Family Bonds- Drew & Amanda…Chapter One

D&A

If you haven’t read the Prologue you can catch up HERE

Chapter One

Figure It Out

Fourteen years later\

“Drew, your mother is on line one.”

Drew turned to look at his secretary, Connie. “I’m not here,” he said.

His mother had been trying to call his cell phone too and he’d been avoiding her. It seemed like lately all she called for was to ask if he was seeing anyone or that she had someone she’d like him to meet. No, thank you.

“It looks like you are to me,” Connie said back.

He narrowed his eyes and went to turn into his office, but his older brother, Bode, stopped him. “She won’t give up.”

“When did you get here?” he asked.

“I came in the back door and I’m not here long. I’ve got a few other properties to check out today.”

“Anything worth investing in?” he asked. Bode oversaw all the construction and maintenance for the rental properties, Drew, the sales and negotiating, the contracts for tenants and so on. He and his older brother had taken over the real estate business a few years ago so that his father could cut back and pretty much just sit on the board and boss them around…when he wanted.

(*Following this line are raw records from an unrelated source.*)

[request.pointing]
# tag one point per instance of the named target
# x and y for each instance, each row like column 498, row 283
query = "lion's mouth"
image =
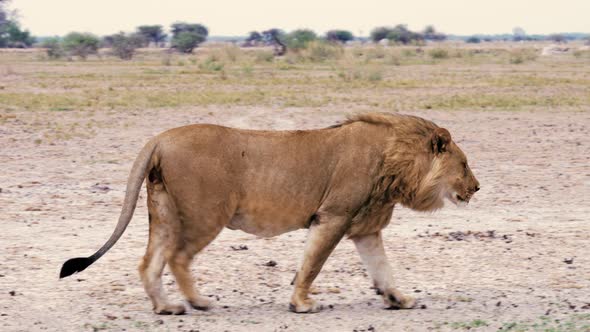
column 458, row 199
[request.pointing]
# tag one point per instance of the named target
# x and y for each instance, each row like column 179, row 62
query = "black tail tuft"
column 74, row 265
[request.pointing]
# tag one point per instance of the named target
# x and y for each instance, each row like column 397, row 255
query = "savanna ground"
column 516, row 259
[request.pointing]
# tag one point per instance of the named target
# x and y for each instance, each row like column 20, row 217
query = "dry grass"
column 446, row 76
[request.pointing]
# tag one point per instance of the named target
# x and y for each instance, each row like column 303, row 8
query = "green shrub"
column 341, row 36
column 187, row 41
column 53, row 47
column 263, row 56
column 438, row 53
column 124, row 46
column 187, row 36
column 473, row 40
column 299, row 39
column 81, row 44
column 319, row 51
column 521, row 56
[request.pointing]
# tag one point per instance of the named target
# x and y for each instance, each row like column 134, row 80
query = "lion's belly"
column 263, row 226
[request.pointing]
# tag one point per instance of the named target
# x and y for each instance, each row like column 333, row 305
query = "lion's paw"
column 170, row 309
column 200, row 303
column 306, row 306
column 395, row 300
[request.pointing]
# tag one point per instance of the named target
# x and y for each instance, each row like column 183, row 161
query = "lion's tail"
column 134, row 183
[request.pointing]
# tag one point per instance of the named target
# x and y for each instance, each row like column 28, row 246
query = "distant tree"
column 341, row 36
column 473, row 40
column 3, row 13
column 152, row 33
column 189, row 27
column 380, row 33
column 81, row 44
column 518, row 34
column 276, row 38
column 430, row 33
column 254, row 37
column 187, row 36
column 124, row 46
column 557, row 37
column 53, row 47
column 299, row 39
column 186, row 41
column 11, row 35
column 401, row 34
column 14, row 37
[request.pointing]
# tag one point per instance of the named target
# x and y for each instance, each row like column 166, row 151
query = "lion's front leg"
column 324, row 234
column 370, row 247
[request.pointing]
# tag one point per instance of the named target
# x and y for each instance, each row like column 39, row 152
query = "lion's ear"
column 440, row 140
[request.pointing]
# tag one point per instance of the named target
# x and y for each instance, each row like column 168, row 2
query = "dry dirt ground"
column 517, row 258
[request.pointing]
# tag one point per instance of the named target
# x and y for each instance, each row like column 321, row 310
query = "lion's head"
column 455, row 180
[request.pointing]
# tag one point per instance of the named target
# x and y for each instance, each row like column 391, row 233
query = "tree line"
column 185, row 37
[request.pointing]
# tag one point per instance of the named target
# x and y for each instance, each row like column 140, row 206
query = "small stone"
column 270, row 263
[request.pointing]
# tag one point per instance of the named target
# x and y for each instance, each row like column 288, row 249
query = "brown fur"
column 341, row 180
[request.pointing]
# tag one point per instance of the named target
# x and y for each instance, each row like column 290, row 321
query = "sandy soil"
column 516, row 257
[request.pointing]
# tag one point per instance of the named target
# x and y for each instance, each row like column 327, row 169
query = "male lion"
column 337, row 181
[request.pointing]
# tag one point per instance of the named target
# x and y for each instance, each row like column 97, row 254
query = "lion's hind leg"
column 180, row 267
column 164, row 228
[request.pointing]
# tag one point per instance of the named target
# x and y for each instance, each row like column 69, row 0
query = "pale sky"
column 235, row 18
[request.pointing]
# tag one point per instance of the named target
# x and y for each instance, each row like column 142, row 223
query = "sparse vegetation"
column 186, row 37
column 53, row 47
column 341, row 36
column 81, row 44
column 324, row 73
column 124, row 46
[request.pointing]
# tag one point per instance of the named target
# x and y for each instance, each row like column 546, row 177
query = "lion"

His parents had raised three boys that were all successful and it was time for them to enjoy their lives. It seemed that was what the Bonds did. Had a business that was passed down through the generations.

Or most of them at least.

“I’ve got my eye on two. Once I see the amount of work it needs I’ll have you go check it out.”

“I’m trying to figure out how you find out about these houses before me when I’m the licensed realtor and you’re the contractor.”

“Because I am the contractor. People call me for work and then when I’m there they start talking about other properties in the area or tell me they are thinking of selling. They know I’ll tell you.”

It always annoyed Drew that Bode found out things before him when it shouldn’t. Must be the sibling rivalry.

They didn’t have it with their youngest brother who chose to be a dentist. No, Coy was the smart one it seemed. Instead, Drew and Bode went into the family business and convinced his father to expand it from just real estate sales to construction and rental properties all over Massachusetts, not just a few on the island that had been in the family for years.

“Whatever.”

“Boys,” Connie said. “Your mother is still on the line.”

“I told you to tell her I wasn’t here,” Drew said, turning to look at Connie’s grin.

“I thought you were joking since you are standing in front of me.”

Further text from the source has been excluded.